Una fiel expresión artística de este espíritu católico son las estatuas yacentes medievales. Efigies funerarias talladas en mármol con riguroso esmero que invitan a elevar el espíritu: todo en ellas habla de recogimiento, de humildad y de paz. Aunque la piedra es gélida, algo del fervor religioso de las personas representadas ahí se irradia a su alrededor. Se diría que la piedad que otrora practicaron se prolonga en el tiempo: continúan rezando y su fe, catequizando, aunque ya no estén entre nosotros.
Pero ¿cuál es la finalidad de un sepulcro sino albergar los restos de quienes una vez vivieron?
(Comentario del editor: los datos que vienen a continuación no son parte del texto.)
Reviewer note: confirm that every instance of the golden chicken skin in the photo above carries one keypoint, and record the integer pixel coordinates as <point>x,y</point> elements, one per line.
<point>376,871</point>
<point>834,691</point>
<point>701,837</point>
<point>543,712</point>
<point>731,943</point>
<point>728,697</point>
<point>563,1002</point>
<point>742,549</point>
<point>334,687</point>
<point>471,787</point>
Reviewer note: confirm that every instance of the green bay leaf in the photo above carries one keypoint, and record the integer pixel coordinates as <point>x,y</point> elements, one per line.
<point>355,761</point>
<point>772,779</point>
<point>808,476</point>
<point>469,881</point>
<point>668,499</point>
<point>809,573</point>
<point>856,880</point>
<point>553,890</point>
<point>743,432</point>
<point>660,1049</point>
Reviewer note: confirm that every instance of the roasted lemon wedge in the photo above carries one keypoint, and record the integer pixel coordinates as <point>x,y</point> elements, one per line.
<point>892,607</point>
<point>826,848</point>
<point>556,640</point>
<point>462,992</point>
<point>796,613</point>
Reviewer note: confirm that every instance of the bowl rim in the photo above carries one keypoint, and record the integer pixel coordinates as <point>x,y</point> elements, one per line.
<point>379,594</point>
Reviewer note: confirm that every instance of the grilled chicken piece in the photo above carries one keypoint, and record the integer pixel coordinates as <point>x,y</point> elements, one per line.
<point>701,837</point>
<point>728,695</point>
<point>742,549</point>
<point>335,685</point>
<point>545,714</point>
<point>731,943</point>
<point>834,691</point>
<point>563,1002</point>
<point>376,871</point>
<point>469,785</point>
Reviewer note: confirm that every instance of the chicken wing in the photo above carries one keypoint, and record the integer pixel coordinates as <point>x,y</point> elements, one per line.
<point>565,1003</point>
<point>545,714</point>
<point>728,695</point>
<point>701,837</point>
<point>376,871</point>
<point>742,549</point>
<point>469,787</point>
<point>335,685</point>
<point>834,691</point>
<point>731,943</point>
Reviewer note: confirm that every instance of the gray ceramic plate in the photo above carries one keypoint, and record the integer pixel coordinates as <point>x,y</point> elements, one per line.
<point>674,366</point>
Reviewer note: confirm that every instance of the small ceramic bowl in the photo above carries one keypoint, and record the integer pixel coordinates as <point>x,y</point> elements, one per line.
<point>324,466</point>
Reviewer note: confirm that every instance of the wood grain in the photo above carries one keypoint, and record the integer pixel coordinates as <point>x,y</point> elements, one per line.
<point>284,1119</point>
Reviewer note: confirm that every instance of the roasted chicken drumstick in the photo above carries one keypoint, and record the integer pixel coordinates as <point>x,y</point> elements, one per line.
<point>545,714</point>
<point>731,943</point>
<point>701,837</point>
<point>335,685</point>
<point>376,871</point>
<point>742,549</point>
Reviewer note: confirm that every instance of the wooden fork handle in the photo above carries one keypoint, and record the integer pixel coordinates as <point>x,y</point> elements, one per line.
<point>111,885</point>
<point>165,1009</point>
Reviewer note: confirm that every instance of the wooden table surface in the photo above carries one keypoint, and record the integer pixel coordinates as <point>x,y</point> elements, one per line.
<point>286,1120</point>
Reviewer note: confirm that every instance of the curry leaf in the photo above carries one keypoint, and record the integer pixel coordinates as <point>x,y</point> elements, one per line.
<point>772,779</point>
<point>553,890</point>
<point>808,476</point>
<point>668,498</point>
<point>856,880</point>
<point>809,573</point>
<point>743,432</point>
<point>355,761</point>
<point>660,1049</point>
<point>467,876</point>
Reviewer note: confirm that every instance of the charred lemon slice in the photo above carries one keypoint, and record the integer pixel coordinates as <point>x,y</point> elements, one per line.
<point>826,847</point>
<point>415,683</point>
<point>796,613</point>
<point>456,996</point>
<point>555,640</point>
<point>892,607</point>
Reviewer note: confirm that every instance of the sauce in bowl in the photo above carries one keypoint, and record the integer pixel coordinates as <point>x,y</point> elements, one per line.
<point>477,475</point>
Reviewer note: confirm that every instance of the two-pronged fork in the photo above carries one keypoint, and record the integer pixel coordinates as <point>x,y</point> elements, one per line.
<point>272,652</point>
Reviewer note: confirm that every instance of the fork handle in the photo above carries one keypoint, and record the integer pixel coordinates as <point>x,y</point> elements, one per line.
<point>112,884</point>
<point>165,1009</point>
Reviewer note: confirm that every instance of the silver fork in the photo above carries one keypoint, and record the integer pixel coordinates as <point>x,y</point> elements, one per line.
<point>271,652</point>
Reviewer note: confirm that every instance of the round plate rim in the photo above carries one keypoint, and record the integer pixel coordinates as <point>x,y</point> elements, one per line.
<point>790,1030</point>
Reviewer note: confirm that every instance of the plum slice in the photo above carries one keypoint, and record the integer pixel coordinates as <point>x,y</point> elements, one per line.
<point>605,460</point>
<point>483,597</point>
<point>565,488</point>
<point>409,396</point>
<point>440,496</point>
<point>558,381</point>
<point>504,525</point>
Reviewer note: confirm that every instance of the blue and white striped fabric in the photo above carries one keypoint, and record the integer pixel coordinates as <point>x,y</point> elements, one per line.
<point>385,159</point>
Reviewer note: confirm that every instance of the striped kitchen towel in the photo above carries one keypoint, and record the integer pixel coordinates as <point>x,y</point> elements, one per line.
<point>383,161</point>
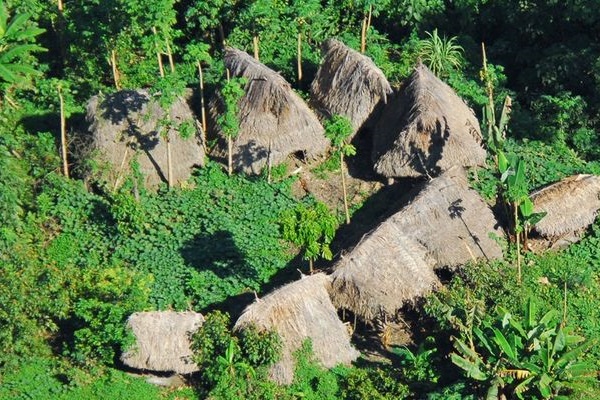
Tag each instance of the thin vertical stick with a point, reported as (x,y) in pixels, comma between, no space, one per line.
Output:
(299,57)
(158,55)
(63,134)
(116,75)
(255,43)
(170,56)
(202,106)
(344,188)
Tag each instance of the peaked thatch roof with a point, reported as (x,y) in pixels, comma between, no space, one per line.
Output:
(298,311)
(162,341)
(383,272)
(572,204)
(425,130)
(274,121)
(348,83)
(125,123)
(451,221)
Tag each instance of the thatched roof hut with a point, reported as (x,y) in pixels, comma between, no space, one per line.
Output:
(125,126)
(274,121)
(162,341)
(572,204)
(348,83)
(425,130)
(451,221)
(383,272)
(298,311)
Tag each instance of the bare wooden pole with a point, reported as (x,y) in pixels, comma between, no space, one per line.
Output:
(202,106)
(344,190)
(158,54)
(116,74)
(299,61)
(63,134)
(170,56)
(255,44)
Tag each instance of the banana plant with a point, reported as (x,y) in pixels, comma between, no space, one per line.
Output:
(524,357)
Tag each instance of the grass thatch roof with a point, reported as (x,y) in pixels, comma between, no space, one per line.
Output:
(274,121)
(348,83)
(298,311)
(383,272)
(125,123)
(162,341)
(425,130)
(572,204)
(451,221)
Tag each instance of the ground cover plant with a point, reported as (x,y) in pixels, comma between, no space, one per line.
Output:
(77,255)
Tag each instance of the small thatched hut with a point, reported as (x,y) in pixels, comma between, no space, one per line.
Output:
(298,311)
(572,204)
(162,341)
(274,121)
(383,272)
(425,130)
(348,83)
(451,221)
(125,126)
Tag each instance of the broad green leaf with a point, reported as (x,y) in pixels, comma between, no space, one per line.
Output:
(471,369)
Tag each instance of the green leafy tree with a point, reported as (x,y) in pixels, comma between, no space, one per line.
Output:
(17,44)
(440,54)
(338,129)
(312,228)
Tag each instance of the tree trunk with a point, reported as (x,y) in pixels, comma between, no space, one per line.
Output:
(255,44)
(344,188)
(63,134)
(202,106)
(170,56)
(299,58)
(158,54)
(116,74)
(229,155)
(169,161)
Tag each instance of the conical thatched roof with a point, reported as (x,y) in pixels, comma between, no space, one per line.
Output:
(124,125)
(298,311)
(274,121)
(348,83)
(451,221)
(383,272)
(425,130)
(572,204)
(162,341)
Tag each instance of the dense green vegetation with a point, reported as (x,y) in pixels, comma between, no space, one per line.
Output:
(77,257)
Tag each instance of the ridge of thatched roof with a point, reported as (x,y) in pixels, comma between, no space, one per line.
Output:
(383,272)
(162,341)
(125,125)
(451,221)
(274,121)
(572,204)
(426,129)
(348,83)
(298,311)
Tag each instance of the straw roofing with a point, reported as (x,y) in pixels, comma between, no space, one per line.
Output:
(274,121)
(383,272)
(348,83)
(125,123)
(451,221)
(425,130)
(572,204)
(298,311)
(162,341)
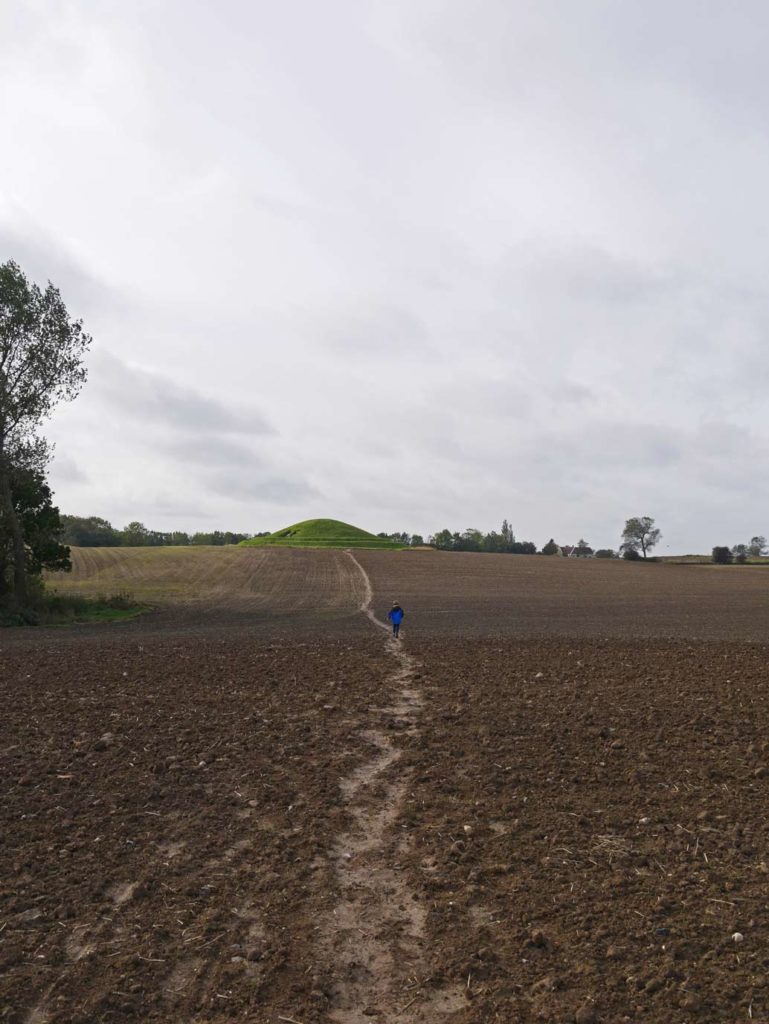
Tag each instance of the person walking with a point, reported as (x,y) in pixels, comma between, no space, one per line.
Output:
(395,614)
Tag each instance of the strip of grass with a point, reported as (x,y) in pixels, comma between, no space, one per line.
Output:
(66,609)
(322,534)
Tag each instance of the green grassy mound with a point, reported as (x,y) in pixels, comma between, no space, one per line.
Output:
(321,534)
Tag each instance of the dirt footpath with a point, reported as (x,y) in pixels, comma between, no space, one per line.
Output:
(231,826)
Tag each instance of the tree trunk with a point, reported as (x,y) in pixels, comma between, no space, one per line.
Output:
(19,553)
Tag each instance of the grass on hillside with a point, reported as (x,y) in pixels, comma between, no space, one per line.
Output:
(322,534)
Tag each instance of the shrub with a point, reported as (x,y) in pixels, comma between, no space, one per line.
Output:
(722,556)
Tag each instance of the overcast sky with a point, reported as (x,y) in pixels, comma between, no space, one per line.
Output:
(408,263)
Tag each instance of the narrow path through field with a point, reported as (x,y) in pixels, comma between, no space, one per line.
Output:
(376,935)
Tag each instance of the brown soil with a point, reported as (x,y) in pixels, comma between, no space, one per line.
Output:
(266,823)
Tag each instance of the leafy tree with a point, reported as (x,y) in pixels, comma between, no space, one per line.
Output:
(41,364)
(89,531)
(135,535)
(443,540)
(722,556)
(41,527)
(640,535)
(740,553)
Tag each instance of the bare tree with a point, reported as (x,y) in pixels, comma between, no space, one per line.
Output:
(41,364)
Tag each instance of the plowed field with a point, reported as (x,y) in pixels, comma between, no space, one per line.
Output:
(218,813)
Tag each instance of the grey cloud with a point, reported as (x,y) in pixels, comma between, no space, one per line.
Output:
(148,395)
(386,330)
(209,450)
(248,484)
(43,258)
(517,269)
(67,469)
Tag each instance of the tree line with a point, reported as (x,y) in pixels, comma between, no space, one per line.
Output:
(92,531)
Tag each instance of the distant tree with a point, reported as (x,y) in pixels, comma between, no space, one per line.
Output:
(740,553)
(41,525)
(443,540)
(135,535)
(722,556)
(471,540)
(41,364)
(88,531)
(640,535)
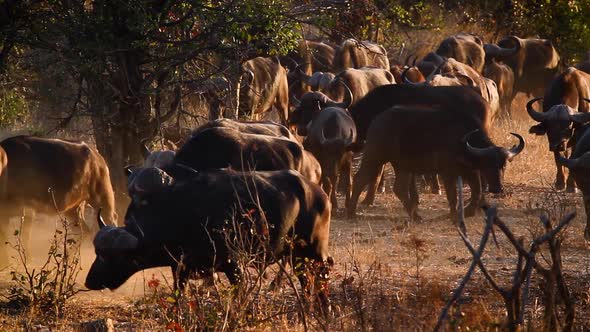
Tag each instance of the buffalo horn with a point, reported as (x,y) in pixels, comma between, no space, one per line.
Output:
(101,223)
(348,97)
(478,152)
(188,168)
(467,79)
(296,101)
(494,50)
(515,150)
(349,140)
(580,117)
(435,71)
(304,77)
(406,80)
(322,137)
(535,115)
(145,151)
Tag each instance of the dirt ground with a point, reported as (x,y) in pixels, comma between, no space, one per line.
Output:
(403,266)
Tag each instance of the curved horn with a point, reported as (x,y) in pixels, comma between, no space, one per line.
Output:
(580,117)
(101,223)
(493,50)
(406,80)
(188,168)
(535,115)
(145,151)
(296,102)
(348,97)
(304,77)
(469,80)
(129,169)
(515,150)
(350,138)
(323,139)
(478,152)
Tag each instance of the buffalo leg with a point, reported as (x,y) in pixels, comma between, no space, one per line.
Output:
(432,180)
(476,200)
(403,191)
(587,209)
(450,183)
(373,187)
(29,216)
(559,177)
(232,271)
(329,186)
(346,177)
(5,215)
(571,182)
(368,171)
(333,198)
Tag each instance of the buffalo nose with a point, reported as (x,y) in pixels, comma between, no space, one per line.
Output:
(496,190)
(557,147)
Pues bien, los medievales hicieron de estos espacios funerarios monumentos de esperanza católica. Podrían hacer suyas las palabras de San Paulino de Nola: «Para mí el único arte es la fe; y Cristo, mi poesía».1 En este período de la historia, ¡el arte era catequesis!
Emperadores y reyes, príncipes y princesas, obispos y caballeros, yacen cada uno con sus respectivas insignias y las manos en posición de oración. Curiosamente, están ausentes las notas de tristeza y melancolía que acompañan a la muerte; las esculturas ignoran, como olvidando lo superfluo, los males de la vida y la cruel agonía. De esos momentos de sufrimiento, el medieval sólo retuvo la seriedad y el equilibrio, como frutos inalienables del dolor aceptado con alegría. En resumen, aquellos semblantes parecen decirnos: morir bien es lo importante en esta vida.
También hablan de espera, recordándonos un importante aspecto de nuestro destino definitivo: la resurrección final, cuando las almas regresarán a sus cuerpos. En efecto, para los que dejan este mundo en amistad con Dios, es decir, en estado de gracia, la muerte no es el final, sino el tránsito a la vida sin fin.
¿Qué otra lección nos dan esas estatuas yacentes medievales?
La costumbre de construir monumentos fúnebres viene de lejos. Basta pensar en los sarcófagos del antiguo Egipto. Este pueblo creía en la regeneración de la vida humana después de la muerte y, por ello, desarrollaron un cuidadoso proceso para la conservación de los cadáveres en preciosos ataúdes.
Tanto estas tumbas de la Antigüedad como las esculturas funerarias del período medieval sirven de post scriptum de una época. De hecho, en la forma como una civilización considera la muerte se manifiesta su manera de vivir. Naturalmente, entre un sarcófago egipcio y una estatua yacente medieval la diferencia es enorme.
Los monumentos funerarios de los egipcios merecen atención y estudio. Sin embargo, a pesar de la milenaria inmovilidad de las momias, hay algo perennemente incómodo en ellas. Están «envueltas» por incógnitas nunca esclarecidas. En el sepulcral silencio en el que yacen, sus sarcófagos no dejan de transmitirle una última palabra a la historia, con cierta inquietud, como si reconocieran: «La inmortalidad, no la hemos encontrado. ¿Dónde está?».
Las estatuas yacentes medievales, por su parte, descansan plácidamente. Sobre ellas incide la luz de la divina Revelación, bajo la tutela de la Iglesia. Se ha definido su post scriptum: un auténtico testamento de fe en el triunfo de Nuestro Señor Jesucristo sobre el pecado y la muerte.
Los muertos enterrados allí descansan en Cristo: duermen en paz, hasta que resurjan con sus cuerpos para la gloria eterna.◊
Notas
1 SAN PAULINO DE NOLA. Poema XX: PL 61, 552.